Defibrotide was approved in Europe for use in treating veno-occlusive disease of the liver of people having had a bone marrow transplant in 2013; Gentium had developed it.[4] At the end of that year, Jazz Pharmaceuticals acquired Gentium.[4] In March 2016 the US FDA approved it for a similar use.[5]

References

  1. ^ a b c d e f g "Defibrotide sodium label" (PDF). FDA. March 2016. Retrieved 20 July 2017. For label updates see FDA index page for NDA 208114
  2. ^ a b c d e f g h i j "Defitelio 80 mg/mL concentrate for solution for infusion - Summary of Product Characteristics". UK Electronic Medicines Compendium. 26 May 2016. Retrieved 20 July 2017.

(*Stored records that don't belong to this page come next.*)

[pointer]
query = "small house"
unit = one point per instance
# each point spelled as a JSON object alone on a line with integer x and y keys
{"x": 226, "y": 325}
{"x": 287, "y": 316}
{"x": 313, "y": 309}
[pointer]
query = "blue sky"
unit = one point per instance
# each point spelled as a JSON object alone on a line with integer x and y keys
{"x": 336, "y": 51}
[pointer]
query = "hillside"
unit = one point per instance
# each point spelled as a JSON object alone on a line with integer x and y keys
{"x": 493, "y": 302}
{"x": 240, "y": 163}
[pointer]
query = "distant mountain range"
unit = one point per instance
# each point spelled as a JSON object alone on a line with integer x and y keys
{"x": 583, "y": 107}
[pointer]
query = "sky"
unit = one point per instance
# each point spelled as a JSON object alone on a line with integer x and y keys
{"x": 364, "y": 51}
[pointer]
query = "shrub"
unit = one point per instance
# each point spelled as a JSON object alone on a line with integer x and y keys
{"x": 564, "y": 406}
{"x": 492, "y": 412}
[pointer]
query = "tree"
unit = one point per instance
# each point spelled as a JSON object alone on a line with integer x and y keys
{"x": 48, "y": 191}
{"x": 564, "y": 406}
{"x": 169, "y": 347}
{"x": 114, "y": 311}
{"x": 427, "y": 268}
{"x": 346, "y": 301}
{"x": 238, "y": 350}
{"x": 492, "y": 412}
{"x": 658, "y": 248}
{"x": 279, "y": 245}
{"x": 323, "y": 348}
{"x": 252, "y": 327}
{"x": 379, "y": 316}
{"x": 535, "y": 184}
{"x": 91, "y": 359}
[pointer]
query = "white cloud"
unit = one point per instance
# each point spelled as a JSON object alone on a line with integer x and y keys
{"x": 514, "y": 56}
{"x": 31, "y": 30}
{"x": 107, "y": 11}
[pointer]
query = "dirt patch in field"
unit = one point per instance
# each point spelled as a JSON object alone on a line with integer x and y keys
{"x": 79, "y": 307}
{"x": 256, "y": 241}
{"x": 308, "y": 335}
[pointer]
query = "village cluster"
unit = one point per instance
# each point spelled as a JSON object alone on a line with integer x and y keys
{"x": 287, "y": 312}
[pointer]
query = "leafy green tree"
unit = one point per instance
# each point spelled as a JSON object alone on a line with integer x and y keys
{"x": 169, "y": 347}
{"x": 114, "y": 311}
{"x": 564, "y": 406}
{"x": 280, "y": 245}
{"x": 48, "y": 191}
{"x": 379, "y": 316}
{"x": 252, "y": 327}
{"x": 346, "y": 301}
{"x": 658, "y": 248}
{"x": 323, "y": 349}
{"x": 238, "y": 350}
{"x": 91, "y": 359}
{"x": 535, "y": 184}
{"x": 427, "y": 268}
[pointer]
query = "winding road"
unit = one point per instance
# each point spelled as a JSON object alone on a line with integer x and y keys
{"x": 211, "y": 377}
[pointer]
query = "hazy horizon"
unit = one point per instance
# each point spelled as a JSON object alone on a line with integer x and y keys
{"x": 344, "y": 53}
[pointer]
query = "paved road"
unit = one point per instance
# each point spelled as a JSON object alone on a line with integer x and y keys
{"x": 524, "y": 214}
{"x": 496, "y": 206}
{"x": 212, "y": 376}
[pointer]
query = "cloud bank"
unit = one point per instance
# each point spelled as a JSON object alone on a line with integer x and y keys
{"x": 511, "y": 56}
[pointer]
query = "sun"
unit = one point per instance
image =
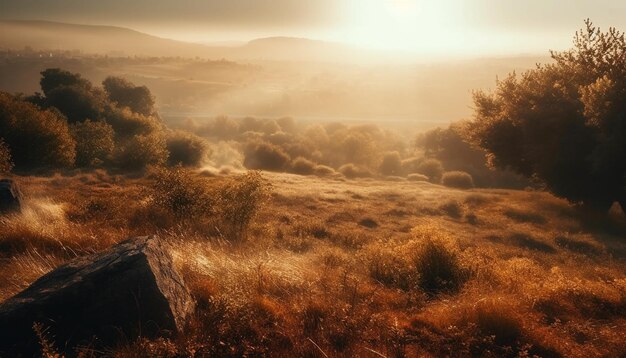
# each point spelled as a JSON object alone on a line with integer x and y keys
{"x": 408, "y": 25}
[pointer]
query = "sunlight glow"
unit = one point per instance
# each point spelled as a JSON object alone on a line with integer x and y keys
{"x": 414, "y": 25}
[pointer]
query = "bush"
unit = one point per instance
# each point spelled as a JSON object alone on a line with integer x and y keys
{"x": 323, "y": 170}
{"x": 432, "y": 168}
{"x": 352, "y": 171}
{"x": 141, "y": 151}
{"x": 127, "y": 123}
{"x": 126, "y": 94}
{"x": 580, "y": 97}
{"x": 410, "y": 165}
{"x": 438, "y": 267}
{"x": 302, "y": 166}
{"x": 417, "y": 177}
{"x": 179, "y": 193}
{"x": 391, "y": 164}
{"x": 186, "y": 149}
{"x": 77, "y": 103}
{"x": 457, "y": 179}
{"x": 6, "y": 165}
{"x": 37, "y": 138}
{"x": 239, "y": 202}
{"x": 265, "y": 156}
{"x": 94, "y": 142}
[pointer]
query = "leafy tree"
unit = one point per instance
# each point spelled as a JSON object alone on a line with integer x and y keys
{"x": 126, "y": 94}
{"x": 71, "y": 94}
{"x": 94, "y": 142}
{"x": 186, "y": 149}
{"x": 37, "y": 138}
{"x": 141, "y": 150}
{"x": 53, "y": 78}
{"x": 77, "y": 103}
{"x": 391, "y": 164}
{"x": 565, "y": 122}
{"x": 6, "y": 164}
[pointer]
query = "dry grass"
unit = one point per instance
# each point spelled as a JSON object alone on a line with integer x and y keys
{"x": 350, "y": 268}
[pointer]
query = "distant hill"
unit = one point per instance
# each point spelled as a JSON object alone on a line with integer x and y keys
{"x": 111, "y": 40}
{"x": 119, "y": 41}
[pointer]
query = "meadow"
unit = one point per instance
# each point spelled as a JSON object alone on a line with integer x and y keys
{"x": 328, "y": 266}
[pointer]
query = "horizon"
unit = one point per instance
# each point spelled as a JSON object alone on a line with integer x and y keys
{"x": 412, "y": 28}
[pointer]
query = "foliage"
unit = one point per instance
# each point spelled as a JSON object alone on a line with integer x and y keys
{"x": 457, "y": 179}
{"x": 302, "y": 166}
{"x": 94, "y": 142}
{"x": 77, "y": 103}
{"x": 127, "y": 123}
{"x": 186, "y": 149}
{"x": 352, "y": 171}
{"x": 565, "y": 122}
{"x": 141, "y": 151}
{"x": 71, "y": 94}
{"x": 178, "y": 192}
{"x": 391, "y": 164}
{"x": 126, "y": 94}
{"x": 53, "y": 78}
{"x": 37, "y": 138}
{"x": 265, "y": 156}
{"x": 432, "y": 168}
{"x": 6, "y": 164}
{"x": 438, "y": 266}
{"x": 239, "y": 202}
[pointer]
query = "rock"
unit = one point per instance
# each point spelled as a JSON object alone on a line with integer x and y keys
{"x": 100, "y": 300}
{"x": 10, "y": 196}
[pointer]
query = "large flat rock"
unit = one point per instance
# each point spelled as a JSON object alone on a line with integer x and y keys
{"x": 100, "y": 300}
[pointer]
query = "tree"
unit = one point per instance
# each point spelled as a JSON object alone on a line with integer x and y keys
{"x": 6, "y": 164}
{"x": 94, "y": 142}
{"x": 37, "y": 138}
{"x": 71, "y": 94}
{"x": 126, "y": 94}
{"x": 52, "y": 78}
{"x": 391, "y": 164}
{"x": 565, "y": 122}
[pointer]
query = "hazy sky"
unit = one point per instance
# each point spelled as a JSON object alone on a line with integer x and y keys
{"x": 473, "y": 27}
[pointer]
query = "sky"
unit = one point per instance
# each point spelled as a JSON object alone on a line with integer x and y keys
{"x": 428, "y": 27}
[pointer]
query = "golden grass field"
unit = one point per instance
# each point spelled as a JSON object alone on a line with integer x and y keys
{"x": 334, "y": 267}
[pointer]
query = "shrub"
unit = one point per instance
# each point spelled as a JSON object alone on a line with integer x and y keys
{"x": 352, "y": 171}
{"x": 452, "y": 208}
{"x": 265, "y": 156}
{"x": 391, "y": 164}
{"x": 323, "y": 170}
{"x": 186, "y": 149}
{"x": 94, "y": 142}
{"x": 37, "y": 138}
{"x": 438, "y": 266}
{"x": 457, "y": 179}
{"x": 410, "y": 165}
{"x": 141, "y": 151}
{"x": 389, "y": 268}
{"x": 127, "y": 123}
{"x": 579, "y": 96}
{"x": 432, "y": 168}
{"x": 6, "y": 165}
{"x": 302, "y": 166}
{"x": 239, "y": 202}
{"x": 126, "y": 94}
{"x": 417, "y": 177}
{"x": 53, "y": 78}
{"x": 179, "y": 193}
{"x": 77, "y": 103}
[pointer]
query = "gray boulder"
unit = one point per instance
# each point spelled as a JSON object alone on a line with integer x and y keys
{"x": 101, "y": 300}
{"x": 10, "y": 196}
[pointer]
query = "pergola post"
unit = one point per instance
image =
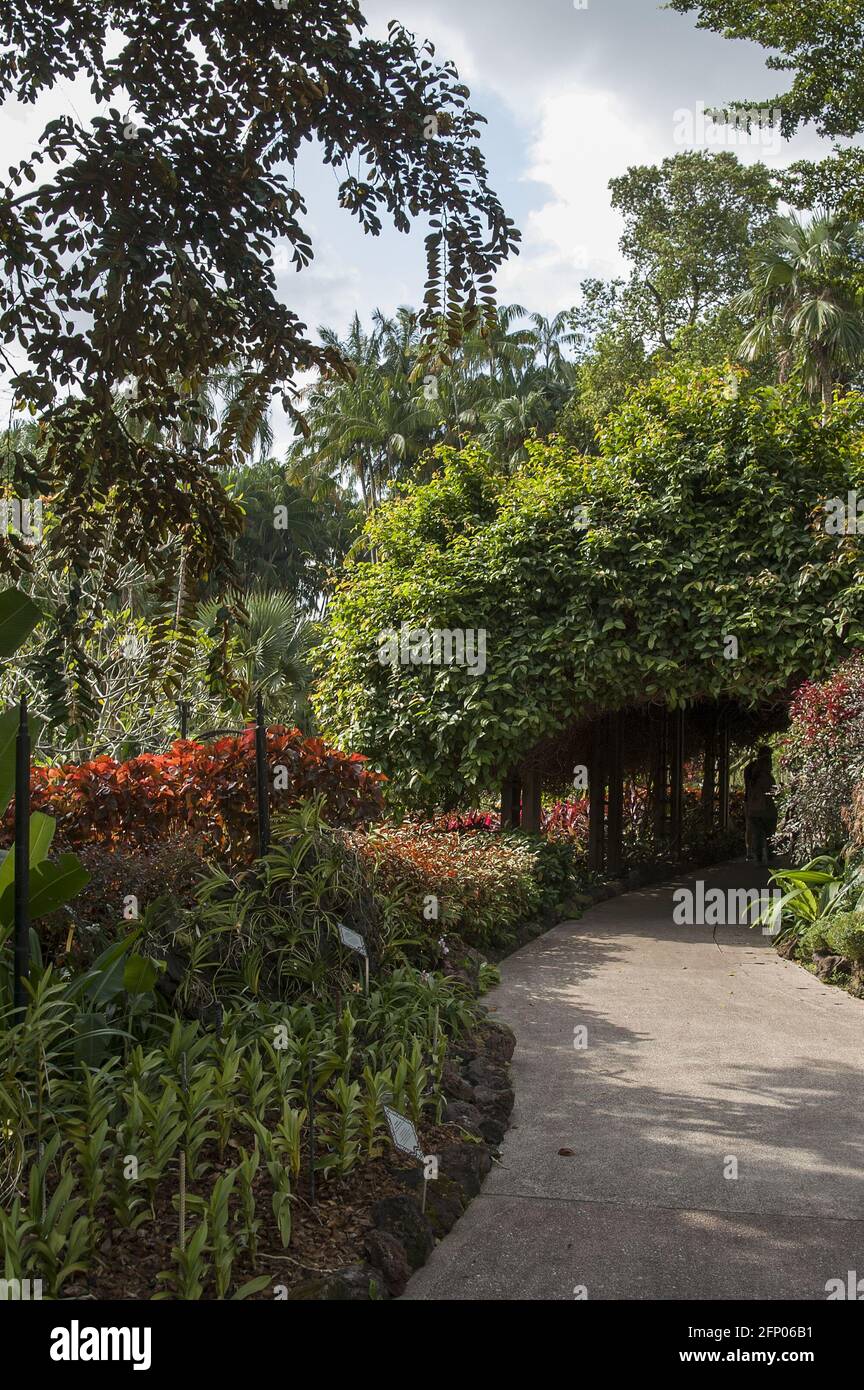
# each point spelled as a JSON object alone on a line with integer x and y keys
{"x": 659, "y": 772}
{"x": 614, "y": 826}
{"x": 677, "y": 780}
{"x": 707, "y": 777}
{"x": 596, "y": 797}
{"x": 723, "y": 769}
{"x": 511, "y": 797}
{"x": 531, "y": 801}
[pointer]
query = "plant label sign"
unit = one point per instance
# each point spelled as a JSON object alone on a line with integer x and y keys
{"x": 403, "y": 1134}
{"x": 353, "y": 941}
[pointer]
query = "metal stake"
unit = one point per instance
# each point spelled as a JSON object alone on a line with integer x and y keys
{"x": 261, "y": 779}
{"x": 22, "y": 858}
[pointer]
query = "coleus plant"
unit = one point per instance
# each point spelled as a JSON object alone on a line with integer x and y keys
{"x": 206, "y": 790}
{"x": 53, "y": 883}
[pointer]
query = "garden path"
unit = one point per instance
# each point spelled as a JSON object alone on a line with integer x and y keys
{"x": 698, "y": 1051}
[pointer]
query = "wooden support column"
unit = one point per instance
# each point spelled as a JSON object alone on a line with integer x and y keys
{"x": 675, "y": 780}
{"x": 531, "y": 801}
{"x": 723, "y": 769}
{"x": 709, "y": 779}
{"x": 616, "y": 792}
{"x": 596, "y": 797}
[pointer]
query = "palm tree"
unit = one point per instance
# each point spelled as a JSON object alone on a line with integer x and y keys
{"x": 372, "y": 427}
{"x": 268, "y": 653}
{"x": 806, "y": 303}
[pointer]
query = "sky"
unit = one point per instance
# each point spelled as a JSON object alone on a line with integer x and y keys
{"x": 574, "y": 92}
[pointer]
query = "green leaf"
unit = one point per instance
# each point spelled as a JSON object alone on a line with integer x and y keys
{"x": 139, "y": 975}
{"x": 253, "y": 1286}
{"x": 18, "y": 617}
{"x": 9, "y": 729}
{"x": 54, "y": 884}
{"x": 42, "y": 833}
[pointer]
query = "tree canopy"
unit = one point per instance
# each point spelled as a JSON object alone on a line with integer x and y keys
{"x": 138, "y": 246}
{"x": 600, "y": 581}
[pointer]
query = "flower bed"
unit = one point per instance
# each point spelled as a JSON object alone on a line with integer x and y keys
{"x": 202, "y": 790}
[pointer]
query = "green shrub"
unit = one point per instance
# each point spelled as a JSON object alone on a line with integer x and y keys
{"x": 845, "y": 934}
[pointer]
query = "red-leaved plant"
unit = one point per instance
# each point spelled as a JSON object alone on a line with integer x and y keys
{"x": 204, "y": 790}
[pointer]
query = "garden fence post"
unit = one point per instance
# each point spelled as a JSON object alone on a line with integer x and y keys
{"x": 677, "y": 783}
{"x": 596, "y": 797}
{"x": 311, "y": 1130}
{"x": 22, "y": 856}
{"x": 261, "y": 779}
{"x": 616, "y": 792}
{"x": 723, "y": 769}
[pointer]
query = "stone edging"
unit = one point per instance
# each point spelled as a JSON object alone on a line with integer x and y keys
{"x": 479, "y": 1100}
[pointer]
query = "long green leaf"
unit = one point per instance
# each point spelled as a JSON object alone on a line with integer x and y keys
{"x": 53, "y": 884}
{"x": 18, "y": 617}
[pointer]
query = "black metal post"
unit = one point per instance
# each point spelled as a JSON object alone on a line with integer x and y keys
{"x": 677, "y": 783}
{"x": 311, "y": 1130}
{"x": 22, "y": 856}
{"x": 263, "y": 779}
{"x": 614, "y": 818}
{"x": 723, "y": 769}
{"x": 596, "y": 797}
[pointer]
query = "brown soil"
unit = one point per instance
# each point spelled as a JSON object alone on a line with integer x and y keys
{"x": 325, "y": 1235}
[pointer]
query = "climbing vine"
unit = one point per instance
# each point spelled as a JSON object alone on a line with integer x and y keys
{"x": 692, "y": 558}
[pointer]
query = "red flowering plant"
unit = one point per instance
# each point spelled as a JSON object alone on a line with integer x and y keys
{"x": 203, "y": 790}
{"x": 823, "y": 761}
{"x": 478, "y": 886}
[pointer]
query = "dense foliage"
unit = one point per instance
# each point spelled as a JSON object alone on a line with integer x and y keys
{"x": 600, "y": 581}
{"x": 823, "y": 761}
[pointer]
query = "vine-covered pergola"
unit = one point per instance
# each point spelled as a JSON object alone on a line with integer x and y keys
{"x": 641, "y": 608}
{"x": 646, "y": 741}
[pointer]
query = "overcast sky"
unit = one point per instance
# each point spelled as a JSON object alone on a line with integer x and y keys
{"x": 572, "y": 96}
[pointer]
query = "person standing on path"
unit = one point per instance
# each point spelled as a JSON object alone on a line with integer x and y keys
{"x": 760, "y": 812}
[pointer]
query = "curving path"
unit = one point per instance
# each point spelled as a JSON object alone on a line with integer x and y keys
{"x": 696, "y": 1052}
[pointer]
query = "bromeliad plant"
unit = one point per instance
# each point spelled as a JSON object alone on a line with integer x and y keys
{"x": 811, "y": 897}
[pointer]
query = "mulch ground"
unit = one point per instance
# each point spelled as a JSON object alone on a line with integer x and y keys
{"x": 325, "y": 1236}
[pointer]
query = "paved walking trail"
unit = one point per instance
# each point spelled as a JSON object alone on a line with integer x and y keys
{"x": 695, "y": 1051}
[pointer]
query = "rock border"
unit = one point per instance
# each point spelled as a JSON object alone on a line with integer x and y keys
{"x": 479, "y": 1100}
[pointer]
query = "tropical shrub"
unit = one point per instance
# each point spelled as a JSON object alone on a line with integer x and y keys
{"x": 823, "y": 762}
{"x": 204, "y": 790}
{"x": 845, "y": 934}
{"x": 477, "y": 886}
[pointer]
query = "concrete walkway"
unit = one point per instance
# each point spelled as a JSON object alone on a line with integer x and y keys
{"x": 698, "y": 1052}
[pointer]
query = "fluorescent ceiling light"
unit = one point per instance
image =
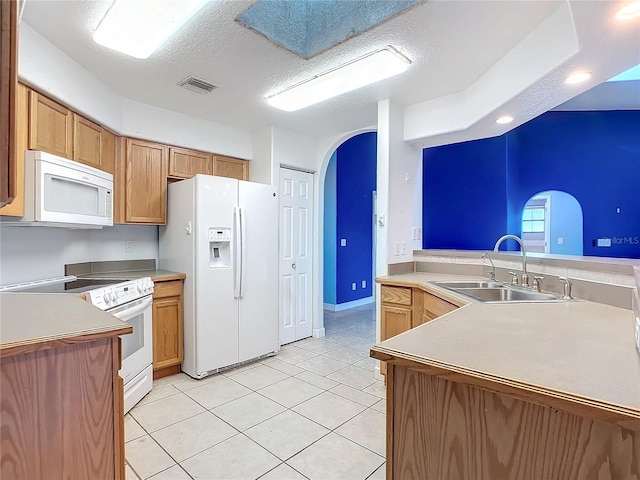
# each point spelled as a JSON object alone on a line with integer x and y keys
{"x": 631, "y": 74}
{"x": 577, "y": 78}
{"x": 138, "y": 27}
{"x": 629, "y": 12}
{"x": 366, "y": 70}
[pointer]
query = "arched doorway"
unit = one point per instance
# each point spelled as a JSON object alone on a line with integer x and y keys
{"x": 552, "y": 223}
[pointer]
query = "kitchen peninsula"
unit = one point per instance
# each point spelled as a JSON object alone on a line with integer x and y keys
{"x": 512, "y": 390}
{"x": 61, "y": 395}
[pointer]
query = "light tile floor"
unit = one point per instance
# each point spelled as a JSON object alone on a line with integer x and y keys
{"x": 314, "y": 411}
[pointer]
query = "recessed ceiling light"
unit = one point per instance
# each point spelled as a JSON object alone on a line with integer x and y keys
{"x": 504, "y": 119}
{"x": 629, "y": 12}
{"x": 138, "y": 27}
{"x": 577, "y": 78}
{"x": 363, "y": 71}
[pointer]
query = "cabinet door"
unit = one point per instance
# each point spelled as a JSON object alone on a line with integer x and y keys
{"x": 230, "y": 167}
{"x": 167, "y": 324}
{"x": 185, "y": 163}
{"x": 394, "y": 320}
{"x": 108, "y": 156}
{"x": 146, "y": 182}
{"x": 87, "y": 142}
{"x": 50, "y": 126}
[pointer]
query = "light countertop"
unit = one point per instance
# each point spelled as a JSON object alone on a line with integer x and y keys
{"x": 37, "y": 321}
{"x": 579, "y": 350}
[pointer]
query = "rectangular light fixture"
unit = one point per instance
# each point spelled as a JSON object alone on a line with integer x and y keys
{"x": 363, "y": 71}
{"x": 138, "y": 27}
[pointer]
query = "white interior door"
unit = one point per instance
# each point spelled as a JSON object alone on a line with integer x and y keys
{"x": 296, "y": 217}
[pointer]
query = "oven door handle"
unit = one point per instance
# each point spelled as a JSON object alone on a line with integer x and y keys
{"x": 134, "y": 310}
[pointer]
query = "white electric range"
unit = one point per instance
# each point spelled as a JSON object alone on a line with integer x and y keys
{"x": 127, "y": 299}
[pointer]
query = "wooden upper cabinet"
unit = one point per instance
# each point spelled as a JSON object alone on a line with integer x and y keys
{"x": 50, "y": 126}
{"x": 230, "y": 167}
{"x": 185, "y": 163}
{"x": 16, "y": 207}
{"x": 146, "y": 169}
{"x": 8, "y": 104}
{"x": 108, "y": 156}
{"x": 87, "y": 142}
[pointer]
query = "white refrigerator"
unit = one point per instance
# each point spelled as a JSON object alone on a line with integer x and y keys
{"x": 223, "y": 233}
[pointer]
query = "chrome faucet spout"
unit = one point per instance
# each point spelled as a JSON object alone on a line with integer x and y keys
{"x": 525, "y": 275}
{"x": 492, "y": 277}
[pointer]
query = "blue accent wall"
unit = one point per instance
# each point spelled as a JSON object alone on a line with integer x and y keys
{"x": 464, "y": 194}
{"x": 355, "y": 183}
{"x": 330, "y": 208}
{"x": 594, "y": 156}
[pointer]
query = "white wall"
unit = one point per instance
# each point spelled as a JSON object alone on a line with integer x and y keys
{"x": 46, "y": 68}
{"x": 32, "y": 253}
{"x": 400, "y": 174}
{"x": 160, "y": 125}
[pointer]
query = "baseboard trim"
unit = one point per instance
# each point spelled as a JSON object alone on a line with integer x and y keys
{"x": 346, "y": 305}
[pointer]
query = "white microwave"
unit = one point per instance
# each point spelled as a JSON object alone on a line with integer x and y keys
{"x": 63, "y": 193}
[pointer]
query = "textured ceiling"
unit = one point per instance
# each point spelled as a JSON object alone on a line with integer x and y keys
{"x": 309, "y": 27}
{"x": 452, "y": 44}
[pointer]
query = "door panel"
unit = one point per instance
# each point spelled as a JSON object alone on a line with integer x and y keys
{"x": 296, "y": 207}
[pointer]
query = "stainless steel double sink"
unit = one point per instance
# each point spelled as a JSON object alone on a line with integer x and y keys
{"x": 494, "y": 292}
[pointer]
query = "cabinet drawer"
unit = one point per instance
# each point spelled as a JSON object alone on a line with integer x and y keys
{"x": 172, "y": 288}
{"x": 397, "y": 295}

  3. ^ Dalle JH, Giralt SA (March 2016). "Hepatic Veno-Occlusive Disease after Hematopoietic Stem Cell Transplantation: Risk Factors and Stratification, Prophylaxis, and Treatment". Biology of Blood and Marrow Transplantation. 22 (3): 400–9. doi:10.1016/j.bbmt.2015.09.024. PMID 26431626.
  4. ^ a b "Jazz Pharma Acquiring Gentium for $1B". GEN Genetic Engineering & Biotechnology News. December 20, 2013.
  5. ^ "FDA approves first treatment for rare disease in patients who receive stem cell transplant from blood or bone marrow". FDA. March 30, 2016.